Lusa/AO online   Economia   9 de Out de 2012, 15:14

As negociações para o aumento de capital do Banif, nomeadamente com o Estado, que irá entrar na estrutura acionista do banco, deverão estar concluídas na próxima semana.

"Estamos num processo de negociação, esperamos ter esse processo de negociação completado até ao dia 16 de outubro e, portanto, só a partir daí é que nós poderemos revelar o montante e as condições de aumento de capital", explicou o presidente da Comissão Executiva do banco, Jorge Tomé, na sequência da assembleia-geral realizada na segunda-feira no Funchal.

Na assembleia-geral do Banif os atuais acionistas do banco aprovaram a fusão por incorporação da ‘holding’ Banif SGPS no Banif - Banco Internacional do Funchal, que passará a ser a entidade central do grupo liderado por Jorge Tomé.

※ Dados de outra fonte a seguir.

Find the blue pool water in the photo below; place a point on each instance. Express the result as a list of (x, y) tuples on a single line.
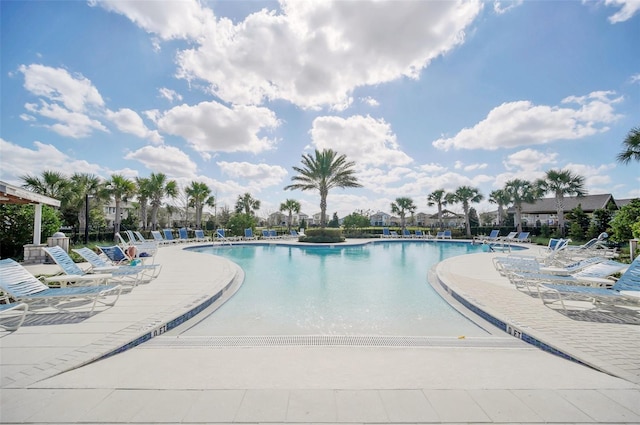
[(372, 289)]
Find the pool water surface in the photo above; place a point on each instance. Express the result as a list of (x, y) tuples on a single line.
[(373, 289)]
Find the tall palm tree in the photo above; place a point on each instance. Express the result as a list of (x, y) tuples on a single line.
[(438, 197), (82, 189), (502, 199), (200, 195), (322, 172), (465, 195), (144, 194), (52, 184), (247, 204), (521, 192), (292, 206), (121, 189), (631, 145), (561, 183), (159, 187), (401, 206)]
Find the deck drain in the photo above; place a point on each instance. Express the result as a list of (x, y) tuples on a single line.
[(328, 341)]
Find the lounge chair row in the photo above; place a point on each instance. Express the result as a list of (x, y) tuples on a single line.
[(559, 275), (103, 283), (418, 234)]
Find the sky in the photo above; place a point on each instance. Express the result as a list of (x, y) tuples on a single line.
[(420, 95)]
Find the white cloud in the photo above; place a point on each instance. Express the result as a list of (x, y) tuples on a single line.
[(70, 100), (364, 140), (128, 121), (170, 19), (75, 92), (165, 159), (170, 95), (35, 161), (500, 8), (213, 127), (628, 8), (69, 123), (522, 123), (370, 101), (258, 175), (529, 159), (293, 53)]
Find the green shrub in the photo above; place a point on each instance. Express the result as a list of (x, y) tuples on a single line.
[(322, 236)]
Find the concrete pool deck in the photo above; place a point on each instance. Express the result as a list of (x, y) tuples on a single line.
[(167, 379)]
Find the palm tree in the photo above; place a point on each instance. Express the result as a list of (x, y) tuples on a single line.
[(631, 146), (560, 183), (159, 187), (438, 197), (465, 195), (200, 195), (52, 184), (142, 184), (247, 204), (401, 206), (323, 172), (121, 188), (521, 192), (292, 206), (84, 187), (502, 199)]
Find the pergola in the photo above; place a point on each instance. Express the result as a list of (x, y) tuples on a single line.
[(10, 194)]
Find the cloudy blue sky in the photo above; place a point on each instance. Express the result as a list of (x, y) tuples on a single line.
[(422, 95)]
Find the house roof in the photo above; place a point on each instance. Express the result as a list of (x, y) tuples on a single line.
[(10, 194), (447, 214), (622, 202), (589, 203)]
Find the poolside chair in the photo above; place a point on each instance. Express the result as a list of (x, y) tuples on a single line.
[(509, 238), (9, 320), (157, 237), (118, 256), (22, 286), (625, 290), (142, 249), (492, 237), (141, 238), (184, 235), (591, 275), (140, 273), (517, 264), (222, 236), (72, 273), (200, 236), (248, 234), (168, 236)]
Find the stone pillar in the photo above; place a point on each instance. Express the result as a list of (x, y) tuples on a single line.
[(34, 254)]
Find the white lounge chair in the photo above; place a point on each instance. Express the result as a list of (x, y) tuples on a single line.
[(248, 234), (200, 236), (72, 273), (625, 290), (129, 274), (22, 286), (12, 315)]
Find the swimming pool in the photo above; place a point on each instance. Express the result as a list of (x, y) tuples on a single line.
[(372, 289)]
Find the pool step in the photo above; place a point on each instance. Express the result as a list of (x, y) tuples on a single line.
[(330, 341)]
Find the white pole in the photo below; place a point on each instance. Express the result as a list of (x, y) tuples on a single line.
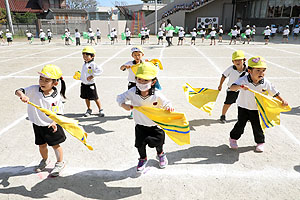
[(9, 17)]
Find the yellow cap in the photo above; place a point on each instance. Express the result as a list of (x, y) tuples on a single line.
[(51, 71), (137, 49), (238, 55), (147, 71), (257, 62), (88, 49)]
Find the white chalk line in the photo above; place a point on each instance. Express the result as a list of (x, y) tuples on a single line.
[(277, 65), (209, 60)]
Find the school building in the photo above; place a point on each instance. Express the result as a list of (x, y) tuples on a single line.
[(196, 13)]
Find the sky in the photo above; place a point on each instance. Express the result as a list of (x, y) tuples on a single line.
[(110, 2)]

Esta é mais uma etapa no processo de recapitalização do grupo. "Esta fusão é fundamental, porque através do Banif SA nós vamos recapitalizar o grupo para além de outras vantagens que este projeto tem, nomeadamente na redução de custos, na redução de consumo de capital, na maior transparência em termos de informação de gestão e uma maior flexibilidade do grupo", explicou o presidente da Comissão Executiva do banco.

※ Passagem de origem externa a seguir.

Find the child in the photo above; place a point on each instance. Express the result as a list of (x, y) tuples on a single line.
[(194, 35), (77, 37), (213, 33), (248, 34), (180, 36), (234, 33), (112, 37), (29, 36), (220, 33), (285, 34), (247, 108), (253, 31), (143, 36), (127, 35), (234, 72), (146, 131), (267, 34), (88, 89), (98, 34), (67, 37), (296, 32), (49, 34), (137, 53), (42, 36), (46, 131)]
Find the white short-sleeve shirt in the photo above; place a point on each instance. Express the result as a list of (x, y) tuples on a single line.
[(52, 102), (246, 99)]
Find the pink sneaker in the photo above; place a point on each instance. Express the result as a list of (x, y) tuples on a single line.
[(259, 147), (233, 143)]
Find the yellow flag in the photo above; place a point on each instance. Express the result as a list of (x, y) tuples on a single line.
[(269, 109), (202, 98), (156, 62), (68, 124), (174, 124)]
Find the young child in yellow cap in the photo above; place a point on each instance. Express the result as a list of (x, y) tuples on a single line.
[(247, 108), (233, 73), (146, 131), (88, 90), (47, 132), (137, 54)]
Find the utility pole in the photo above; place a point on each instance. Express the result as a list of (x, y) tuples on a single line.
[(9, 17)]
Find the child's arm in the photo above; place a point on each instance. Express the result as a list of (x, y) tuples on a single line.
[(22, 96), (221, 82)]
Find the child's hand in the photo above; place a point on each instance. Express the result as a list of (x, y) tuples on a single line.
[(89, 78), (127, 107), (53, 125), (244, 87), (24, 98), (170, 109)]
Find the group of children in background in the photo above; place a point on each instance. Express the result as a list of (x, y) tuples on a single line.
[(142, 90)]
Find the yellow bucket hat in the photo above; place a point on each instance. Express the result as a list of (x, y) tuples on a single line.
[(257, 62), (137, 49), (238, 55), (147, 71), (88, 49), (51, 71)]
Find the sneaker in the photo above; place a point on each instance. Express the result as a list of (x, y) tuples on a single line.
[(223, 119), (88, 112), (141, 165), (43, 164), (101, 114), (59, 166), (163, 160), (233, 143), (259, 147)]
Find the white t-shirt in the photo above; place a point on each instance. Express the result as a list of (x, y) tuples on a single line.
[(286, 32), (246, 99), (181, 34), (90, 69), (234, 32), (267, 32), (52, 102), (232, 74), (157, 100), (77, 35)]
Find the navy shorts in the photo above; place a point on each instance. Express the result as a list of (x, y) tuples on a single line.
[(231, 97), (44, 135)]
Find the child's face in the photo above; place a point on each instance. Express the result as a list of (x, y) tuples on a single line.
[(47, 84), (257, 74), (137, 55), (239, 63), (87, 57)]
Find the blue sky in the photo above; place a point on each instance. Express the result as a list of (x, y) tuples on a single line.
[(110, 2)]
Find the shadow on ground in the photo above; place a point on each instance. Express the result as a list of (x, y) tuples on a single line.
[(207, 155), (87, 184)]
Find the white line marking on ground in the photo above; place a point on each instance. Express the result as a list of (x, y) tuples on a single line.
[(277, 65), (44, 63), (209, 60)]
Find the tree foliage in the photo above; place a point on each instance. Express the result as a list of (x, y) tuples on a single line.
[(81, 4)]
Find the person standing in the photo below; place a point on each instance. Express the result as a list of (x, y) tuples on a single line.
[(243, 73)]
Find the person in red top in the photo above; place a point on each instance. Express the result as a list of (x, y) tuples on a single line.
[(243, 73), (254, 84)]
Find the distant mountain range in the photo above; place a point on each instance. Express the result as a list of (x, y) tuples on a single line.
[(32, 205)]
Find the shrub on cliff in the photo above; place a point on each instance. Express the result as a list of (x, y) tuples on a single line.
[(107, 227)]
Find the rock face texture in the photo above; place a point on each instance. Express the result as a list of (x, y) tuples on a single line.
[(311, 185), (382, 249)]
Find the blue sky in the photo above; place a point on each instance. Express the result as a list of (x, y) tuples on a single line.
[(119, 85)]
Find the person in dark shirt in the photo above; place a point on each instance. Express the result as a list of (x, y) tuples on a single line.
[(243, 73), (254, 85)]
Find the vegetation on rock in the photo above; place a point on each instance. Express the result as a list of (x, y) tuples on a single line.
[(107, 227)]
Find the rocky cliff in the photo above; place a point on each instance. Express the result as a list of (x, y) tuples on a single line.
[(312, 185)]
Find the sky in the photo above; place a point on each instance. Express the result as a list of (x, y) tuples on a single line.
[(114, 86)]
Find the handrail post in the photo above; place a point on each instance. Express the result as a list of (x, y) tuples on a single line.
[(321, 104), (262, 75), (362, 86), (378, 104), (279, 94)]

Quanto ao aumento de capital que o banco vai realizar, Jorge Tomé disse não poder ainda revelar o valor, mas adiantou que a operação deverá ocorrer "no final de novembro, início de dezembro" através dos acionistas do banco e do Estado, que permanecerá no banco durante cinco anos.

Antes do Verão, o aumento de capital falado era de cerca de 500 milhões de euros, sendo que entre 100 a 150 milhões de euros seriam conseguidos com recurso a acionistas privados e 350 milhões do Estado, através da linha de recapitalização pública.

O Diário Económico avançou esta semana que a recapitalização pode passar para 700 a 800 milhões de euros, entre capital de privados e do Estado, que através da entrada como acionista nacionalizará parcialmente o banco.

Este aumento de capital servirá o propósito de o banco atingir até final do ano um rácio ‘core tier 1’ (a medida mais eficaz de avaliar a solvabilidade de um banco) de pelo menos 10 por cento, de acordo com as exigências do Banco de Portugal.

Jorge Tomé referiu ainda que o programa de dispensa de funcionários está realizado mas admitiu que possa haver algumas dispensas de funcionários nas unidades no exterior. Recentemente, foi conhecido que cerca de 200 trabalhadores aceitaram sair através de rescisões amigáveis ou de reformas antecipadas.